Double event joint location method considering P-wave arrival time system errors

Abstract Microseismic (MS) source location is a core technology in MS monitoring that helps to infer the mechanical state of the rock mass and prevent dynamic disasters. However, when considering P-wave arrival time system errors (PATSEs), conventional location methods encounter the problem of high inversion dimensions and do not consider the influence of large P-wave arrival time errors. Therefore, we proposed a low-dimension double event joint location (DEJL) method that considers the PATSEs and introduces data field theory to reduce the influence of large P-wave arrival time errors.

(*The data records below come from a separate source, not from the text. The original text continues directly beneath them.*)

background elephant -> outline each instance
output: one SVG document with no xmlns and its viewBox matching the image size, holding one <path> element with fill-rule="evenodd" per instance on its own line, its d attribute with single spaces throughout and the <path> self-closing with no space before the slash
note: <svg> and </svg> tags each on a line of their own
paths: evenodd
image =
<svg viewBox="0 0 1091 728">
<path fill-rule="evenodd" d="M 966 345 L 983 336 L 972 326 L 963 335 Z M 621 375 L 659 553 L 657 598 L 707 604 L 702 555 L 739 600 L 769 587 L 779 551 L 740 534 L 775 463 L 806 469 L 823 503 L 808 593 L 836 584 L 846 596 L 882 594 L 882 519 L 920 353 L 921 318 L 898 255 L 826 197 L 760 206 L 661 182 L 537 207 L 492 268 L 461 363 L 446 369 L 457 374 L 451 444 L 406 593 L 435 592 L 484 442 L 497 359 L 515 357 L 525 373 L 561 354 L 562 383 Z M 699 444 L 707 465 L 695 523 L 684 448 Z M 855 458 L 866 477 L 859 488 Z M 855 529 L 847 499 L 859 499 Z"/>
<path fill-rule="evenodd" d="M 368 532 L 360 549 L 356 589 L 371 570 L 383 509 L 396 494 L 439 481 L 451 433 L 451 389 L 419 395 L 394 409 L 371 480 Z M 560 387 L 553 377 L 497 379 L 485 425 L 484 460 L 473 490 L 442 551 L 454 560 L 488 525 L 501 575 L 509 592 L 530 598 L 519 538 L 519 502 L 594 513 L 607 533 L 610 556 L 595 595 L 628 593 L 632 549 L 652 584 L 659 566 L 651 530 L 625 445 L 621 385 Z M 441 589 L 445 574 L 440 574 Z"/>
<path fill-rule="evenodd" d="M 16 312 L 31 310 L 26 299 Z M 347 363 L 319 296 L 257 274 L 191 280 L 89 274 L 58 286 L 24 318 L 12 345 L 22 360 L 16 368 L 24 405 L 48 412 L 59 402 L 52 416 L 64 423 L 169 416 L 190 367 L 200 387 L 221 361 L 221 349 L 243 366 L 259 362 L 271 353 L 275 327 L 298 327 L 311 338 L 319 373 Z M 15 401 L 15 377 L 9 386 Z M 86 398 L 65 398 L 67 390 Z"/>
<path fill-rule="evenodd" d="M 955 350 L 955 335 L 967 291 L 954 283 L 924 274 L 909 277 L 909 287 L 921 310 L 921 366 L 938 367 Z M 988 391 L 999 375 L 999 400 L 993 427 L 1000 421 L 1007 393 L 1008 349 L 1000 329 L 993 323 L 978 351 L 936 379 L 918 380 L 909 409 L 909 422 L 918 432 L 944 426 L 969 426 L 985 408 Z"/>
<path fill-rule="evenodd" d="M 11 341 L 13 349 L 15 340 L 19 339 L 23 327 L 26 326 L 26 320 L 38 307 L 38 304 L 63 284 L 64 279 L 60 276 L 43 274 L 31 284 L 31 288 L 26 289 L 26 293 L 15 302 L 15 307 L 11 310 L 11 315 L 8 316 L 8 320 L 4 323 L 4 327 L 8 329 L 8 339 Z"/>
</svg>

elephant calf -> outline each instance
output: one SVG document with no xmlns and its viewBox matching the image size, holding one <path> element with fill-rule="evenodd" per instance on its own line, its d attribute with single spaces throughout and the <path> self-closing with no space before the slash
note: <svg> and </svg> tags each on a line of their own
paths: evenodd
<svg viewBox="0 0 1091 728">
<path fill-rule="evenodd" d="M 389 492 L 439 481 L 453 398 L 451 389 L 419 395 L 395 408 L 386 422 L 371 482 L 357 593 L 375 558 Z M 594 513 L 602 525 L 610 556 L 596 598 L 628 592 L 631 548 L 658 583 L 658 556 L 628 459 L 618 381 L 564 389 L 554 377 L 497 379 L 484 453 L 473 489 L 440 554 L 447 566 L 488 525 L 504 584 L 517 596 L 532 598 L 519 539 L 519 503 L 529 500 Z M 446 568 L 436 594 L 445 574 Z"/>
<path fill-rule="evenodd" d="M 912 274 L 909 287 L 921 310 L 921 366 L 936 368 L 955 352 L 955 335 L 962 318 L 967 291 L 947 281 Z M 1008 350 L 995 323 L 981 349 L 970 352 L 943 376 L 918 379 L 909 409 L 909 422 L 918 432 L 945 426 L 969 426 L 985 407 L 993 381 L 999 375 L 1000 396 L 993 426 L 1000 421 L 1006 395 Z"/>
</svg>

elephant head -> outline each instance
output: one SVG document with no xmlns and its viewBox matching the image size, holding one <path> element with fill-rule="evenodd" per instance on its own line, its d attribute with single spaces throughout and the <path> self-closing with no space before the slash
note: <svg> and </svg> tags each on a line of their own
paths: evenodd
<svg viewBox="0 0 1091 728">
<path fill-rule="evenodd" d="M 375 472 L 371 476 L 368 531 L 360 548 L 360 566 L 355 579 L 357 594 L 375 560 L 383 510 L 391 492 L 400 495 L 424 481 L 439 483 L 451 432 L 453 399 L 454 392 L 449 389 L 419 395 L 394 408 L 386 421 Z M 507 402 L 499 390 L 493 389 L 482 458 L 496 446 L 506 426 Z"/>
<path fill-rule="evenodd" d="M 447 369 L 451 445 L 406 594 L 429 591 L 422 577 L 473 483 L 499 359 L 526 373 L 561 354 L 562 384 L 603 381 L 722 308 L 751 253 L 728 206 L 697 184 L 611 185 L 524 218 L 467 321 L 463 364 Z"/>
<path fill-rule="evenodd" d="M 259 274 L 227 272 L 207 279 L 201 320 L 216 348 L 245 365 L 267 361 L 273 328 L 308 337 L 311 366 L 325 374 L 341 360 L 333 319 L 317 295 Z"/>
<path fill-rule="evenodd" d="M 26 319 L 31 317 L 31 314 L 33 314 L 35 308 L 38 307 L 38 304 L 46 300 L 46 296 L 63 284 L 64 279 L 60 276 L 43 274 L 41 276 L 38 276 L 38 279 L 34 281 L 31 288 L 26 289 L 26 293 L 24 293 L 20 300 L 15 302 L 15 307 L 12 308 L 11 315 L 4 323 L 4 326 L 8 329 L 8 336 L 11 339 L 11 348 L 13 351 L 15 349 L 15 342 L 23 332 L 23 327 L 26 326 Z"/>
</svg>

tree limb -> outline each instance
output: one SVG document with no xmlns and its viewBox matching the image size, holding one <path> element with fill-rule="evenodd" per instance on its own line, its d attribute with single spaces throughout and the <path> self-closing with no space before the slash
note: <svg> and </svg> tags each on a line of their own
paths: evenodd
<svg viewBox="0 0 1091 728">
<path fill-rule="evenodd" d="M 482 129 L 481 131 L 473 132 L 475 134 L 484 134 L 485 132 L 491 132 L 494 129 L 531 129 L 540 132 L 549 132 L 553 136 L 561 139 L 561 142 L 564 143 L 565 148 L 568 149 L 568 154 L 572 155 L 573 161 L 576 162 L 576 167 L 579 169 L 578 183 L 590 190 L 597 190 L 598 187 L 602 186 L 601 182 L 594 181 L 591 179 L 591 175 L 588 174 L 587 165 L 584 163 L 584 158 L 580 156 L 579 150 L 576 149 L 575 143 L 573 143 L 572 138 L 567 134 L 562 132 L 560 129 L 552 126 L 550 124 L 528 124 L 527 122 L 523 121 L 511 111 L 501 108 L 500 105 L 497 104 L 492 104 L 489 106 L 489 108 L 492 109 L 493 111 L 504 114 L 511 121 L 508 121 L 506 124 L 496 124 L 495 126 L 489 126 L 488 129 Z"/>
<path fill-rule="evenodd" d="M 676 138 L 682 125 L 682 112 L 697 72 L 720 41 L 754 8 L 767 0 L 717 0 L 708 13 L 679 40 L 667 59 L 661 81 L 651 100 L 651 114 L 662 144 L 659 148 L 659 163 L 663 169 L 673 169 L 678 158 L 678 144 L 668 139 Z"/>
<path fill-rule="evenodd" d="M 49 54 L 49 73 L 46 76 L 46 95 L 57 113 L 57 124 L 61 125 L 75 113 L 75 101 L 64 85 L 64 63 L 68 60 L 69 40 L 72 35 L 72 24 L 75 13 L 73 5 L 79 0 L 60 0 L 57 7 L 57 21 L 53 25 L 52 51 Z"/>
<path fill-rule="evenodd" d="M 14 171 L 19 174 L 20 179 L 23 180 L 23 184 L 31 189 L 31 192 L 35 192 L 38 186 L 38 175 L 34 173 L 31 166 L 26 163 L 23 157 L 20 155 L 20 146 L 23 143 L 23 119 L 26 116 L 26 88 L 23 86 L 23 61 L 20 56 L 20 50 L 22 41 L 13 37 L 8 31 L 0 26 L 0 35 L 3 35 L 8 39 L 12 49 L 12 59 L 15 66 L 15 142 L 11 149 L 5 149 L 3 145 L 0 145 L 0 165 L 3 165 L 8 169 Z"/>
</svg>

First, the P-wave travel-time equation of double events was constructed to eliminate the earthquake occurrence time and PATSEs, and the high-dimension inversion was reduced to a set of equations containing only six parameters. Then, 2000 P-wave arrival time combinations from more than six sensors were selected, and a Newton iterative based algorithm was proposed to solve the location point of each combination. Finally, the location point with the largest potential value of the data field was considered as the location result. The Institute of Mine Seismology acquisition system, placed in the Yongshaba mine in Guizhou Province, China, was selected to conduct the tests. P-wave arrival time datasets were obtained from two synthetic locations and eight blasting events. The results showed that the average location error of the blasting events using the proposed method is 32.59 m, which is lower than that of the homogeneous velocity-based location results. Thus, we determined that the proposed method offers a good MS location accuracy and broad application potential.